Map Reduce is dead, long live Spark!

Map Reduce is dead, long live Spark!

That’s the impression I, and I think most people attending the conference, walked away with after Strata NY 2014.  Most of the interesting presentations were centered on Spark.  Only corporate IT presentations about “in progress hadoop implementations” were about Map Reduce.

So who’s working on Spark?  Cool startups and vendors (preparing for enterprise IT departments to move on to Spark in a year or two).

Who’s working on Map Reduce? Corporate IT departments migrating off legacy BI systems onto the promised land of Hadoop (dream come true, or nightmare around the corner, not sure which one it will be for people).

It makes sense. Map Reduce has been tested and is ‘safe’ now for enterprise IT teams to start deploying it into production systems.  Spark is still very new and untested.  Too risky for a Fortune 500 to dive into replacing legacy systems with a still-in-diapers open source software “solution.”  Nonetheless, I am sure every technical worker will be drooling to “prototype” or create proof of concepts with Spark after this conference.

Reflections on Strata NYC 2014

I had a chance to attend Strata in New York back in October.  I had been wanting to attend Strata for a few years, but had not had a chance until now.  A few impressions: (in the form of brief bullets)

  • It’s huge! (Over 3,000 attendees)
  • Very corporate!  (A bit too corporate, too stuffy, seemed like legal departments censored some presentations)
  • All the cool kids are using/learning Spark (and Scala)
  • Map Reduce is old news.
  • Enterprises move slow like dinosaurs, are just figuring out what Map Reduce is
  • Way too many vendors
  • Not enough interesting/inspiring presentations

Those were just my impressions, others may have other opinions.
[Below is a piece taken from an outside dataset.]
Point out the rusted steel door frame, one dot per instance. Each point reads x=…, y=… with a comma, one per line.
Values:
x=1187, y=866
Reflections on Big Data Roundtable hosted by JNK Securities

Last week I had the opportunity to attend a Big Data round table discussion organized by JNK Securities, a broker-dealer based in NY w/ offices in DC. The attendees seemed to be evenly split between technologists/practitioners and finance professionals hoping to get a pulse on market trends. The conversation was moderated by Atul Chhabra, entrepreneur and formerly Director of Cloud Strategy at Verizon.
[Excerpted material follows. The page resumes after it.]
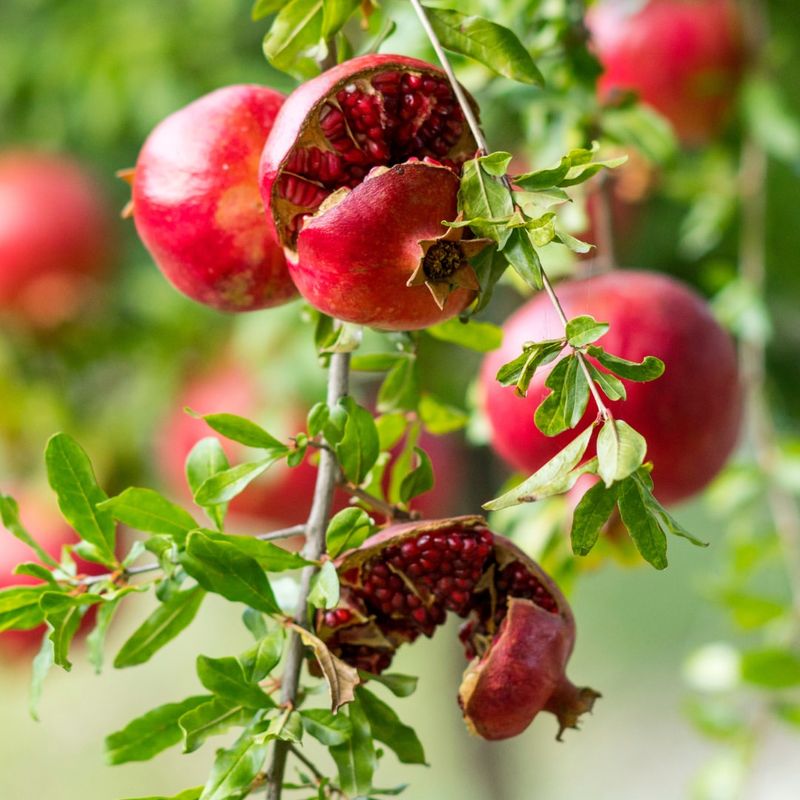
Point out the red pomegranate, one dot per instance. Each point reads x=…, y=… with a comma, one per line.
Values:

The finance professionals were eager to understand how Hadoop, NoSQL, and other Big Data technologies were going to disrupt (or not) existing technology vendors. One person had asked how easy it would be for existing companies to replace their Oracle installs with Hadoop, or NoSQL database, if Oracle licensing agreements were structured to penalize such migration. As was quickly pointed out by the crowd, it is not “termination fees” that are the problem in moving away from Oracle, but the level of investment (i.e., cost) that would be necessary to refactor existing code and applications to ensure the application would function as expected. One way RDBMS vendors increase their product’s “stickiness” and cost of migration is to promote their database’s proprietary language (PL/SQL for Oracle, TSQL for Microsoft) over ANSI standards. If an application relies heavily on these stored procedures, it will have to be rewritten in the new database’s language (or in standard ANSI SQL to make it more easily transferable in the future). Of course, that’s assuming there are no hidden “gotchas” in the code itself, such as a programmer making a direct JDBC call to a database and hard coding the SQL in the web application code itself. Bottom line, it would be very expensive to rewrite existing code; and very hard to justify doing so since by itself it does not add any additional value to the company. Additionally, as Atul pointed out, migrating off Oracle may be unlikely to reduce licensing costs for enterprises since these licensing contracts are typically based on number of employees, or clients – migrating one application off Oracle would not affect number of employees, so the licensing costs remain the same, and in fact increase if there are licensing costs for the new technology (there usually is). What is more likely is for companies to build new tools, new applications using emerging technologies and leave legacy systems as is.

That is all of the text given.